As shown in FIG. 2, drying air enters the drying passage 10 from the air conduit 9 and from there enters the skin drying chamber 12 through the holes 11. The used dry air enters the chamber via the exhaust hole 13, from where it is discharged into the atmosphere by an exhaust fan.

The carrier element shown in FIG. 2 is provided with ridges or ribs to reduce the contact surface between the carrier element and the tube.

The carrier element shown in FIG. 3 is in the form of a star-shaped carrier 15 with spokes, which rotates about a central axis 5. The carrier element shown in FIG. Roller 1 is attached to star carrier 15.
4 is rotatably attached, and the skin 1 is conveyed by this roller. Lifting rollers 7 and guide rollers 8 have the same function as shown in FIGS. 1 and 2.

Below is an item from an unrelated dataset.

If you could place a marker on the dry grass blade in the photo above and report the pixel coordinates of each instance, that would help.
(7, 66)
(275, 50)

Next, the method for manufacturing the edible artificial annular sausage casing of the present invention will be described with reference to Examples. From a collagen composition containing 9% collagen as dry collagen and produced by known methods, a slightly curved tube of 30 mm diameter was produced by means of a nozzle with an eccentrically mounted core. The ejection speed of the cylinder from the extrusion head was 0.2 m/sec. The extruded, air-inflated tube was placed on top of the first of 48 conical carrier elements arranged one after the other on one shaft (eg, as shown in FIG. 1). The shaft with the carrier element was driven by a sprocket transmission from a continuously variable speed drive. While passing through the carrier element, warm air at 50° C. was blown through holes in the bottom of the closed housing surrounding the transfer device, and spent air was allowed to escape through holes in the roof of the housing. The conical carrier element has a diameter of 130 mm.
The pitch of the cone was 15°.

After passing through the drying chamber, a spiral-shaped cylinder of dried collagen with a ring diameter of 150 mm, whose curvature corresponds to that of natural skin, was obtained. The tubes were made plastic by spraying with a 5% aqueous solution of glycerin and then rolled or immediately pleated. The rolled or pleated skin was then heated at 70-90°C for several hours to cure.

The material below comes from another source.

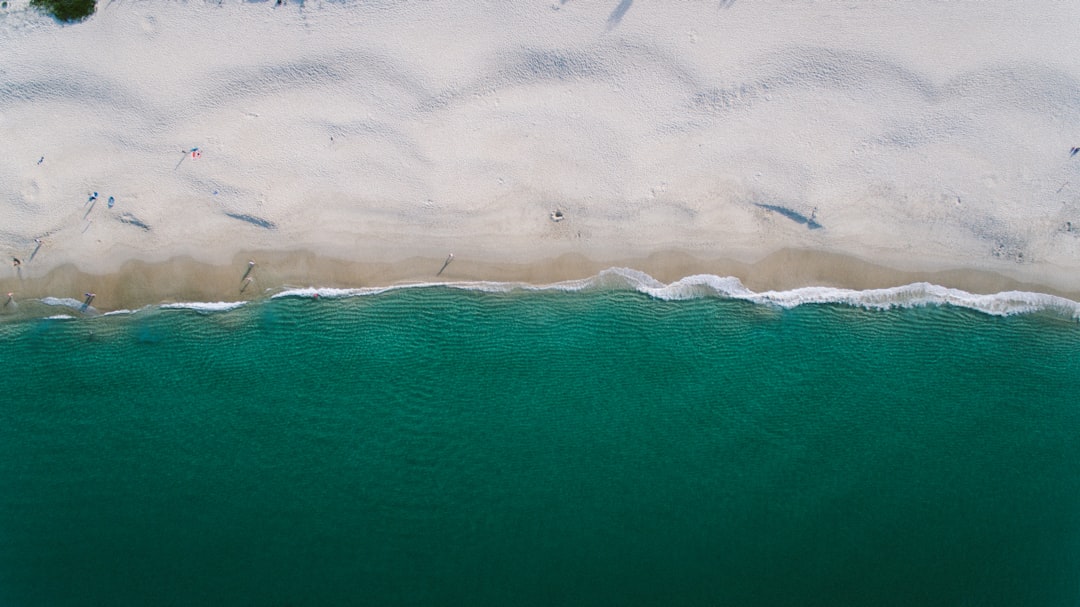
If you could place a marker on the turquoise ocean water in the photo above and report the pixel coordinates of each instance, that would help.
(595, 446)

The tube could also be hardened by adding a tanning agent to the composition or by spraying the tube with a tanning agent solution. Examples of tanning agents that could be used were aldehydes such as formaldehyde, glutaraldehyde or glyoxal, or metal salts such as alum, ferric sulfate or aluminum sulfate. It was advantageous to wash away excess tanning agent.

The tanning operation with a tanning agent solution could be carried out before and/or during the drying process. The tube is softened by adding a plasticizer, such as glycerin or sorbitol, to the composition, or by wetting the extruded tube after curing and cleaning with an aqueous plasticizer solution. I was able to do that.

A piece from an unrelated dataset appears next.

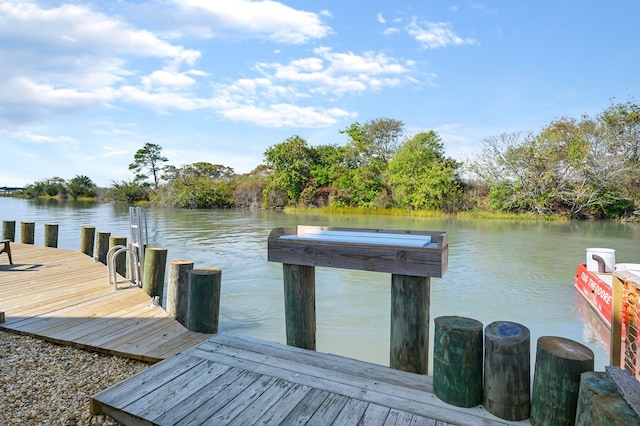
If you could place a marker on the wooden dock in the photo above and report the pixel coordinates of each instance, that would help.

In implementing the present invention, the following terms can be set as conditions for implementation.

(1) An edible artificial circular sausage casing as claimed in the claims, which is made of collagen.

[Brief explanation of drawings]

Fig. 1 is an elevational view of an example of the sausage casing manufacturing apparatus of the present invention equipped with a drying passage;
The figure is a sectional view of another example of the sausage casing manufacturing apparatus of the invention, and FIG. 3 is a plan view of another example of the carrier element and transfer element of the sausage casing manufacturing apparatus of the invention. DESCRIPTION OF SYMBOLS 1... tube (skin), 2... extruder, 3... drive device, 4... drive device, 5... carrier shaft (center axis), 6... carrier element, 7... lifting roller, 8 ...Guide roller, 9...Air conduit, 10...
...Drying passage, 11... Hole, 12... Drying chamber, 1
3...Discharge port, 14...Roller, 15...Star carrier.

Claims (1)

[Claims] 1 Edible artificial sausage casing having a wall thickness of 8 to 40 microns and having an annular shape.